A partir de agora, sempre que for preciso encontrar espaço para uma nova despesa, basta alegar que ela é importante demais para ter de se submeter às regras de responsabilidade fiscal e mudar a Constituição
A mágica está em consagrar na Carta Magna o Auxílio Brasil como programa permanente, mas isentá-lo da obrigação, constante na LRF, de ter suas fontes de custeio devidamente descritas nas peças orçamentárias apresentadas anualmente: não seria mais necessário informar de onde viria o dinheiro, ou que despesa estaria sendo cortada para abrir espaço para o benefício. Bezerra se defendeu das críticas com um argumento extraordinariamente cínico: se a Constituição está acima do restante da legislação, e se a Constituição passa a dizer que o Auxílio Brasil não precisa cumprir as normas da Lei de Responsabilidade Fiscal, não há desrespeito à LRF. Um raciocínio circular que tenta escamotear o verdadeiro problema, agora ampliado.
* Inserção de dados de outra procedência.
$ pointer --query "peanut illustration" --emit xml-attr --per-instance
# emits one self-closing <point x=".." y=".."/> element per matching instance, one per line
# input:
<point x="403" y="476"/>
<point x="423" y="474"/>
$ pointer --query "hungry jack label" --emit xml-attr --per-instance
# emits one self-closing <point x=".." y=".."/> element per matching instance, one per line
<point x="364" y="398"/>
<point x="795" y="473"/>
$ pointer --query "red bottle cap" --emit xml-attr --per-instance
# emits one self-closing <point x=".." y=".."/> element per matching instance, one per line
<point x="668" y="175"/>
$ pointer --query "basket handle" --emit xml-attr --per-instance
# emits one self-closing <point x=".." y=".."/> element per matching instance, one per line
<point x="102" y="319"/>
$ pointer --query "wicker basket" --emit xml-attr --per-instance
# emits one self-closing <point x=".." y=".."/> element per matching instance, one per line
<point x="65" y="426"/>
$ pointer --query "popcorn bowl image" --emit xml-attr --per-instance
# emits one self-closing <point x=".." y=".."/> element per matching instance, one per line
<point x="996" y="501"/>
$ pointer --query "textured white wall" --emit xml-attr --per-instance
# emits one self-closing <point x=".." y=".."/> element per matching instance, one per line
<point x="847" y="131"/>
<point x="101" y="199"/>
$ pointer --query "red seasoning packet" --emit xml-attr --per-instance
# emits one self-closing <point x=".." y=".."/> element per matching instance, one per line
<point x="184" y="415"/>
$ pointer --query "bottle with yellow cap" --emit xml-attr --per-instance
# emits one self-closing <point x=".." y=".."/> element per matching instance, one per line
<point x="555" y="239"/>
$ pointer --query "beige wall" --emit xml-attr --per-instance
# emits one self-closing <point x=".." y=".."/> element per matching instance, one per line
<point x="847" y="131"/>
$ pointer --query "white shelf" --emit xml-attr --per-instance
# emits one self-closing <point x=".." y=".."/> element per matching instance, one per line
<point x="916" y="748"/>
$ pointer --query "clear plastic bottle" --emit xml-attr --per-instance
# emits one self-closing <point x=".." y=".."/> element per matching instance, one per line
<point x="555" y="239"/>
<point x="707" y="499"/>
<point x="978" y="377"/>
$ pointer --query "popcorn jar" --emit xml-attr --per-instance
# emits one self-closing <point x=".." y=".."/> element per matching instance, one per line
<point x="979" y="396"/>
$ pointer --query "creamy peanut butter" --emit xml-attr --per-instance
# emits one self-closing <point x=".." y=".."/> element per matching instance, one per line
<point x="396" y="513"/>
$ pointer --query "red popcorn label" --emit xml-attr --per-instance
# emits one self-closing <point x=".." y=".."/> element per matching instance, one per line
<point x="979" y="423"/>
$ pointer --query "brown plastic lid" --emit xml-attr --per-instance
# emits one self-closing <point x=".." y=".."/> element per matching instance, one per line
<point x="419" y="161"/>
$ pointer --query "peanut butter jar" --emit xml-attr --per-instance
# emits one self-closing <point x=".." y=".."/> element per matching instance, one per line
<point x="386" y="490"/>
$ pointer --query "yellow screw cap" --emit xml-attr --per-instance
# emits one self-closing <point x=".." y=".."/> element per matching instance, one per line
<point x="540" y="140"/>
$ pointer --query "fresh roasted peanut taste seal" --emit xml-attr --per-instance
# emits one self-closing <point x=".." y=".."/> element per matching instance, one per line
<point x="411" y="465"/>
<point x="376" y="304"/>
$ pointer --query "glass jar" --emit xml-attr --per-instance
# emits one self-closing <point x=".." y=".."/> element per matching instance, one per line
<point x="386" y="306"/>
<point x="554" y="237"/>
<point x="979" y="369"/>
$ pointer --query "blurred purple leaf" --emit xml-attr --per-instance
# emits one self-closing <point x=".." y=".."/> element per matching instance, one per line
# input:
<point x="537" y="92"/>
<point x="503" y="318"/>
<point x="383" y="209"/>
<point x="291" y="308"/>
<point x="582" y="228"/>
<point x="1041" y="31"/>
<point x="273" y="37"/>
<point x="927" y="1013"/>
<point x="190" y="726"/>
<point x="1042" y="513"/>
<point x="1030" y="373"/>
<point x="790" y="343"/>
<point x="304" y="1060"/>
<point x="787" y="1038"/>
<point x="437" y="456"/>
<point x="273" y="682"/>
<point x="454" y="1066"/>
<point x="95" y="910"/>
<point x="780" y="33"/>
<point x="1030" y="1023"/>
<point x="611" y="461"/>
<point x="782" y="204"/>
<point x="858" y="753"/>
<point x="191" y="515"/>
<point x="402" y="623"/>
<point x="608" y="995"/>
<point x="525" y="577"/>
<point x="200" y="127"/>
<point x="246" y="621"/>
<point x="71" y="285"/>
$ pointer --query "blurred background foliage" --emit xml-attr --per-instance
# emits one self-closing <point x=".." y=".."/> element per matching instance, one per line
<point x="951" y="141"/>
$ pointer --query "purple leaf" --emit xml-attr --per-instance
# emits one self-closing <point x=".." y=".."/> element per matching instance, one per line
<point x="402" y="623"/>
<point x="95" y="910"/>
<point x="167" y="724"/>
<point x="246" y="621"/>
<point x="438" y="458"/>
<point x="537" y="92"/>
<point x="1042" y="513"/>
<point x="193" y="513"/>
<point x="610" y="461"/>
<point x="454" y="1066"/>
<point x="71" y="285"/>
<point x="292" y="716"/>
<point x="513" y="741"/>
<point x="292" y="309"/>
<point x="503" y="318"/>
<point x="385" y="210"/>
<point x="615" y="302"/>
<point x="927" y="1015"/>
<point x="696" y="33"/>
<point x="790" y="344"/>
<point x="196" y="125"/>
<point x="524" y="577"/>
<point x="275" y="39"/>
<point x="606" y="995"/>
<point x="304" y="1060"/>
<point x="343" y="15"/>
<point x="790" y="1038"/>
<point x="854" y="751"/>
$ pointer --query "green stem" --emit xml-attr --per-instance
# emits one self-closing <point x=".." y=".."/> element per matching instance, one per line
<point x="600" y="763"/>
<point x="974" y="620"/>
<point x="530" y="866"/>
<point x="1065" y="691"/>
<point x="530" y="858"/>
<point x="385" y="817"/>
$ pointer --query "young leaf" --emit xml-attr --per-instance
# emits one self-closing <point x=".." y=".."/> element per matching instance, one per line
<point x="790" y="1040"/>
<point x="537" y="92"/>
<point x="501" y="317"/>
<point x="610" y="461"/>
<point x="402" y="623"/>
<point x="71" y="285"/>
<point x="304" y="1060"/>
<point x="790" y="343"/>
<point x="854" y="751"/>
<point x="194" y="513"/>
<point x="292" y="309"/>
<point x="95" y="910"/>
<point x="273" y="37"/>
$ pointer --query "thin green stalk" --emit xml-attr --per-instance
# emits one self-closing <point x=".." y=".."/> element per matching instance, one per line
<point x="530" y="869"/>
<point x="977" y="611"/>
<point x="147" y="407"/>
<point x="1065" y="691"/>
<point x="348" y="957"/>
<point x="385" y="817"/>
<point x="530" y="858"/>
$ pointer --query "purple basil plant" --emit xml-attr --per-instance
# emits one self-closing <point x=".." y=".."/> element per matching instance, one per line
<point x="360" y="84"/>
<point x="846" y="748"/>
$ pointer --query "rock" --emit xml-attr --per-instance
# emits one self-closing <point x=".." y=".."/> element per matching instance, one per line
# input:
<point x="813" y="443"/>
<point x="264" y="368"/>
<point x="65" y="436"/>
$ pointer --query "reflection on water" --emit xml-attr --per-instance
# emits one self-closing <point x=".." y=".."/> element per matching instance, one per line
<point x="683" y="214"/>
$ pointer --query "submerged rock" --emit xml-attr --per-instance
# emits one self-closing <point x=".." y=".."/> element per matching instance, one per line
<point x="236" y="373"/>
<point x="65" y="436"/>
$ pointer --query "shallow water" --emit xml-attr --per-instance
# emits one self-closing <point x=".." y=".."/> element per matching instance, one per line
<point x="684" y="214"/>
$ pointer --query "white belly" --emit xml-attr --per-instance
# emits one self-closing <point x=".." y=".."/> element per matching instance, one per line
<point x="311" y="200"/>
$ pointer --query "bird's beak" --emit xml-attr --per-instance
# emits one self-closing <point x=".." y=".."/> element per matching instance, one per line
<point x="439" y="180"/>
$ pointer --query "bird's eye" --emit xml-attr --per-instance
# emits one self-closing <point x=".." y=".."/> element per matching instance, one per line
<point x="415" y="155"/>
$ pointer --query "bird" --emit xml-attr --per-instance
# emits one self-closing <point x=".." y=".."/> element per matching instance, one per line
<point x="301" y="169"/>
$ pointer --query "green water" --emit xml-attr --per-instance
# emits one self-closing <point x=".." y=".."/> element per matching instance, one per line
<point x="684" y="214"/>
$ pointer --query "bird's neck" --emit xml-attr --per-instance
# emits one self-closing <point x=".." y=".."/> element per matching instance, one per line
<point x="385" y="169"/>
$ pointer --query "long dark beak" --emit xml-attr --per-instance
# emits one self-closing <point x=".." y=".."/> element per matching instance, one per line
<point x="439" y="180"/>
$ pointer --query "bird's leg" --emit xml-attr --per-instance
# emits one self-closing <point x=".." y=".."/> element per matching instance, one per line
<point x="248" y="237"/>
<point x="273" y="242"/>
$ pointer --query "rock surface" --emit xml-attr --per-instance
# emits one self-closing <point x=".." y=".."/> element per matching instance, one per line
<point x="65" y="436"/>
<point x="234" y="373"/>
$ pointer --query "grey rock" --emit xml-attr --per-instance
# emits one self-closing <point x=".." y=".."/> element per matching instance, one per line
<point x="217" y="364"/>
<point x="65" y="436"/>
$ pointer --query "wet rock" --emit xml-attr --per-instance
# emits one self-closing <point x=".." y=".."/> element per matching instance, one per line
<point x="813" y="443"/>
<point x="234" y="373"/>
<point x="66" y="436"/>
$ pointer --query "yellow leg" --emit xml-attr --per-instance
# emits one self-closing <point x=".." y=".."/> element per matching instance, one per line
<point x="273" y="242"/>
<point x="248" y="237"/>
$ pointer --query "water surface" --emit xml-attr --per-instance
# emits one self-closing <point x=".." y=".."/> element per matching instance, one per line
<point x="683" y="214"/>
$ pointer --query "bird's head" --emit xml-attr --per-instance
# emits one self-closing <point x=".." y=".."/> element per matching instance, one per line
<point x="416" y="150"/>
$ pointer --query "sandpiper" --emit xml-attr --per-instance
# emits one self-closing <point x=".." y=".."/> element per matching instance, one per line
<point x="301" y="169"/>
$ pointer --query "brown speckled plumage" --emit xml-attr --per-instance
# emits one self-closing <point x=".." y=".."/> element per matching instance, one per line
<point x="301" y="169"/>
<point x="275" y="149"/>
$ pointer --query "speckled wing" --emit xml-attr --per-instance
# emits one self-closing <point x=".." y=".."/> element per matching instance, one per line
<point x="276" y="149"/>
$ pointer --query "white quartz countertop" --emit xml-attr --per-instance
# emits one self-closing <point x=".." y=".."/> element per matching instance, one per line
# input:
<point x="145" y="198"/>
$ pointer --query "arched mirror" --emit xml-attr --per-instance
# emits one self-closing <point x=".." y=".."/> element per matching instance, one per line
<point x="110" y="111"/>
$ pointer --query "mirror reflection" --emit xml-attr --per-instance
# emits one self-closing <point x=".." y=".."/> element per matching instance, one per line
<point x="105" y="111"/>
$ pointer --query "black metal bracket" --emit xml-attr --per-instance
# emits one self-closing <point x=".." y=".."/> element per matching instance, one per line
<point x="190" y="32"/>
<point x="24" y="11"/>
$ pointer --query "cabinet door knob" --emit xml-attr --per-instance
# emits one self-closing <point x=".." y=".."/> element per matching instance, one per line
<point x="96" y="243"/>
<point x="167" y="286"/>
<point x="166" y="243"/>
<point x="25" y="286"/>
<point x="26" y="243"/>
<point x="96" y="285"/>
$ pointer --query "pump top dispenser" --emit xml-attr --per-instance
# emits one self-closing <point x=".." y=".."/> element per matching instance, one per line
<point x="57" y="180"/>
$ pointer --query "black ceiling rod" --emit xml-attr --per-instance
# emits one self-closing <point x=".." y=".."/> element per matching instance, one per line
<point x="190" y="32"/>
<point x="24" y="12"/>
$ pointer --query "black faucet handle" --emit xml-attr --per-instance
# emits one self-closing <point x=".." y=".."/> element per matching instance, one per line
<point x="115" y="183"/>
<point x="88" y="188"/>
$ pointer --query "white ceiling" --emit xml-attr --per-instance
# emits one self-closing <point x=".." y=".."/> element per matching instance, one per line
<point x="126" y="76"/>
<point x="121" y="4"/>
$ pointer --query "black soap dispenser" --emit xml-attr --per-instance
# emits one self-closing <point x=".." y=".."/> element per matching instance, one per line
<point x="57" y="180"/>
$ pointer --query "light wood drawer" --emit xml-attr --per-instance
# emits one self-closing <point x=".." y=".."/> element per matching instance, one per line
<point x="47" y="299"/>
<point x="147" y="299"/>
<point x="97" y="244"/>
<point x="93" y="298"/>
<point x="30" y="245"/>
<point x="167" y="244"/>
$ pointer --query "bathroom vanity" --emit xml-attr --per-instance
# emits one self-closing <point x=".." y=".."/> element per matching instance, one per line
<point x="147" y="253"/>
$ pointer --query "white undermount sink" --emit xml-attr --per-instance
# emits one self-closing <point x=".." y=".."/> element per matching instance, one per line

Assim como um calote, ainda que oficializado em lei aprovada em parlamento e sancionada pelo presidente, continua sendo calote, o fato de não haver “desrespeito” à LRF porque a Constituição passará a dizer que o Auxílio Brasil não precisa respeitar a LRF em nada tranquiliza quem espera ver as contas públicas decentemente tratadas. Isso porque a manobra de Bezerra cria um precedente bastante preocupante: a partir de agora, sempre que for preciso encontrar espaço para uma nova despesa, basta alegar que ela é importante demais para ter de se submeter às regras de responsabilidade fiscal; com o apoio de 308 deputados e 49 senadores, institui-se mais uma exceção à regra, até que a regra fique completamente desmoralizada e inútil.
O Brasil construiu a muito custo um arcabouço legal para garantir a responsabilidade fiscal, e nem ele tem sido suficiente para conter impulsos gastadores de gestores nas três esferas de governo. E é especialmente frustrante perceber que este arcabouço está sendo erodido não por um governo de esquerda, adepto da elevação ampla, geral e irrestrita do gasto público, mas por um governo eleito com plataforma liberal, de redução do tamanho da máquina pública, e que chegou a prometer zerar o déficit primário no início do mandato – pois Bezerra, é preciso lembrar, além de relator da PEC dos Precatórios também é líder do governo no Senado. Por mais importante que seja a ajuda aos brasileiros mais vulneráveis, ela tem de ser bancada não com truques orçamentários e desmoralização da LRF, mas com os recursos que já existem, sem que seja preciso contornar nem o teto de gastos, nem a Lei de Responsabilidade Fiscal.